What happens when Mr. Walker and I remove those 15 days from those courses? We’re essentially redesigning our curriculum for each of those 10 classes — for both the fall and spring semesters. Like many high school curricula, our theatre arts curriculum is scaffolded from course to course. Honors Theatre 4 curriculum is predicated on what students know and learned from Honors Theatre 3, which is predicated on what students know and learned from Theatre 2, which is predicated on what students know and learn from Theatre 1.
And — yes, of course — as experienced educators, Mr. Walker and I already differentiate our curriculum daily to support accelerated learning or review-repeat learning for our students.
But this kind of redesign in the compressed timeframe we have is unprecedented. We learned one week ahead of time when our students would return, which reflects Herculean work on the part of our superintendent and her team. We have three teacher work days to prepare for our students, a blessing considering so many of our teaching colleagues can’t get into their schools, much less their classrooms.
Working on these imperative curricular redesigns wasn’t on my radar until we learned our return-to-learn plan. An extraordinary amount of educators in my district dedicated themselves to post-Helene volunteering. In addition to digging out their homes. In addition to chain-sawing their way to homes of friends and families. In addition to finding clean water and places to shower and do laundry.
In 2024, educators are so much more informed on how traumatic experiences affect our students’ ability to learn. But what do you do when an entire school, an entire district, an entire region has experienced trauma?
The cataclysmic, near-apocalyptic damage caused by Helene has traumatized every single person in every single community Helene hit. Everyone knows someone whose road is gone, whose home is gone, whose business is gone.

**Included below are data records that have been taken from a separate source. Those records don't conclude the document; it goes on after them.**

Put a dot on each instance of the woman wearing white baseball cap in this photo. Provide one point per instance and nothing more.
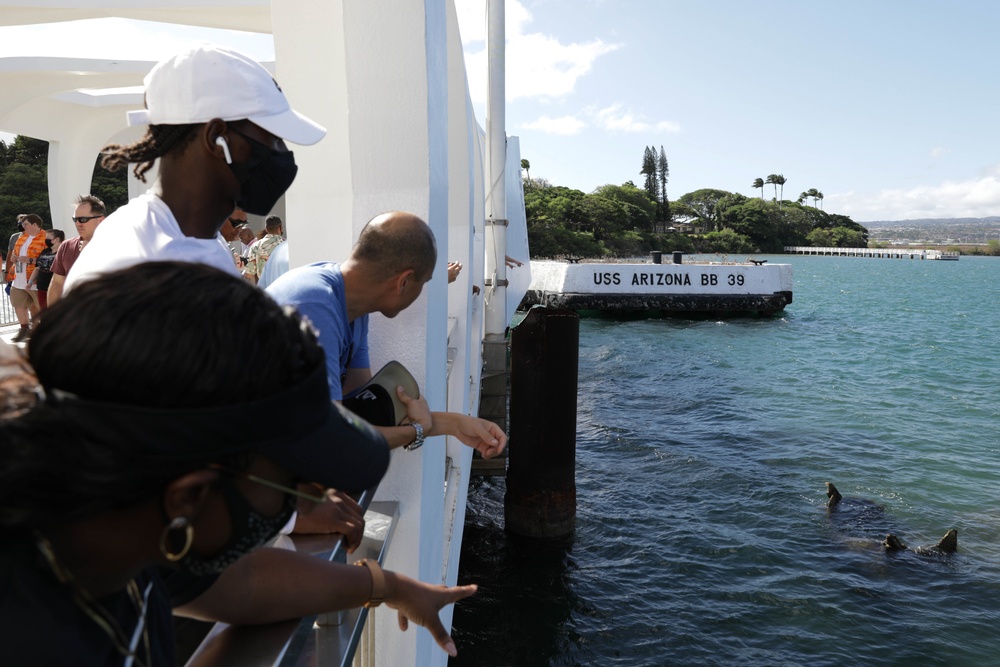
(218, 122)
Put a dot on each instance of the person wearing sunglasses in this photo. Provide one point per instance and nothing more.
(89, 212)
(125, 494)
(217, 126)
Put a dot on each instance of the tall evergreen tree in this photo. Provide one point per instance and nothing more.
(649, 170)
(664, 173)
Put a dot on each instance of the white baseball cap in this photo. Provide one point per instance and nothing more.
(210, 81)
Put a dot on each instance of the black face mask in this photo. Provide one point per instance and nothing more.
(250, 530)
(264, 177)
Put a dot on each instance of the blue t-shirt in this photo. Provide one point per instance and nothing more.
(317, 292)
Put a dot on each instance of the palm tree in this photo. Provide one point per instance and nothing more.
(772, 179)
(780, 180)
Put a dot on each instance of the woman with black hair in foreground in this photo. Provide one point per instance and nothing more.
(120, 461)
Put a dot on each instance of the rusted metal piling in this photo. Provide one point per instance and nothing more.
(541, 469)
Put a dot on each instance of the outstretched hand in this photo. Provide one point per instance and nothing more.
(481, 434)
(339, 514)
(419, 602)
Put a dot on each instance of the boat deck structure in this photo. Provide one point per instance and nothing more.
(686, 288)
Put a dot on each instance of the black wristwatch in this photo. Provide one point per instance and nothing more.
(418, 441)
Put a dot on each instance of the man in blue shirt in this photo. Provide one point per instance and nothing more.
(385, 273)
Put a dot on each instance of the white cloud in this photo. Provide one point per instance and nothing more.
(617, 119)
(537, 65)
(564, 125)
(612, 119)
(975, 198)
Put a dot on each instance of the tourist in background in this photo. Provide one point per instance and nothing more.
(88, 213)
(262, 249)
(24, 295)
(43, 265)
(9, 255)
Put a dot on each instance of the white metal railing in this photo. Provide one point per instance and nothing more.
(897, 253)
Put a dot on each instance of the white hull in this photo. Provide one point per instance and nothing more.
(670, 288)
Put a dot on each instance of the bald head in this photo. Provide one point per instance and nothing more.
(394, 242)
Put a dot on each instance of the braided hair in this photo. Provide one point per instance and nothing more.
(157, 142)
(139, 336)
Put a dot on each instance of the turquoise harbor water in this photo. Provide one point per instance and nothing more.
(702, 535)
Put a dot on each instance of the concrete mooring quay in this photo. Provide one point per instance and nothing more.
(882, 253)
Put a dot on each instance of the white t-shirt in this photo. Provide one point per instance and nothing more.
(145, 230)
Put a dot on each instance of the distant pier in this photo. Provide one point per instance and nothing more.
(882, 253)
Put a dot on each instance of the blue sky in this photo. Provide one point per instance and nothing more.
(887, 107)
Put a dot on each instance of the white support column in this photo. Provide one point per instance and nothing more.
(496, 157)
(361, 69)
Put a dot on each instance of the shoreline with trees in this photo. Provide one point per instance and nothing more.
(625, 220)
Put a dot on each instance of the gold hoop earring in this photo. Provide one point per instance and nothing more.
(178, 523)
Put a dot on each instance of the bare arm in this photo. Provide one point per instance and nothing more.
(274, 584)
(480, 434)
(55, 288)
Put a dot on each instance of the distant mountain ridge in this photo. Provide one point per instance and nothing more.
(932, 222)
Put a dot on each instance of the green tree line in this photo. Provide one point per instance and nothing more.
(24, 186)
(626, 220)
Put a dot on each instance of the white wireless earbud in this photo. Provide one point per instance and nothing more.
(221, 141)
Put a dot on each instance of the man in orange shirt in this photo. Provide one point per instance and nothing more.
(24, 297)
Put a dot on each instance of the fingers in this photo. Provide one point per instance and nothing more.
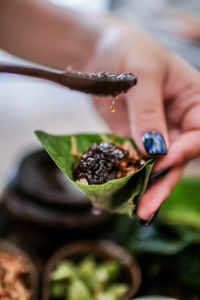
(147, 117)
(157, 193)
(184, 148)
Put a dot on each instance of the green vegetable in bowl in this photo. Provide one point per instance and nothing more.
(88, 279)
(119, 182)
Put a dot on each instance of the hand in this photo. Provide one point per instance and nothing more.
(166, 100)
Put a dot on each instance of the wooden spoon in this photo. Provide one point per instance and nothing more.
(101, 83)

“Oh, it’s just like COVID times,” non-mountain folks have said to me. No. No, it’s not one bit like COVID. During COVID, we had internet, we had water, we had power. We could see each other on Google meets or Zooms. We could connect to each other via phone and text and video calls.
We didn’t watch a river take our driveway out in real time from our front porch or doom scroll the drone footage of the destruction in Chimney Rock over and over again. We weren’t worried about mold creeping up through the drywall from our flooded basement or wonder when or if we could get a hot meal. Rare is the teacher — or student services counselor or social worker or principal — who has experienced anything close to the disaster heaped on us by Helene. No trauma-informed training we’ve received could have prepared us for the magnitude of trauma that now surrounds us.
Mr. Walker often says to our students, “go before you’re ready.” And that’s what our mountain communities and educational colleagues are doing — we’re going before we’re ready.
We’ll help our students, as we do. We’ll work with and for each other, as we do. We are excited and anxious and tense, yet we stand ready to lead each other and our students.
Because it’s that energy IN a classroom, that synergy of educational “oomph” that gives educators the creative bursts and curricular inspiration that will be required to make up our 15 days.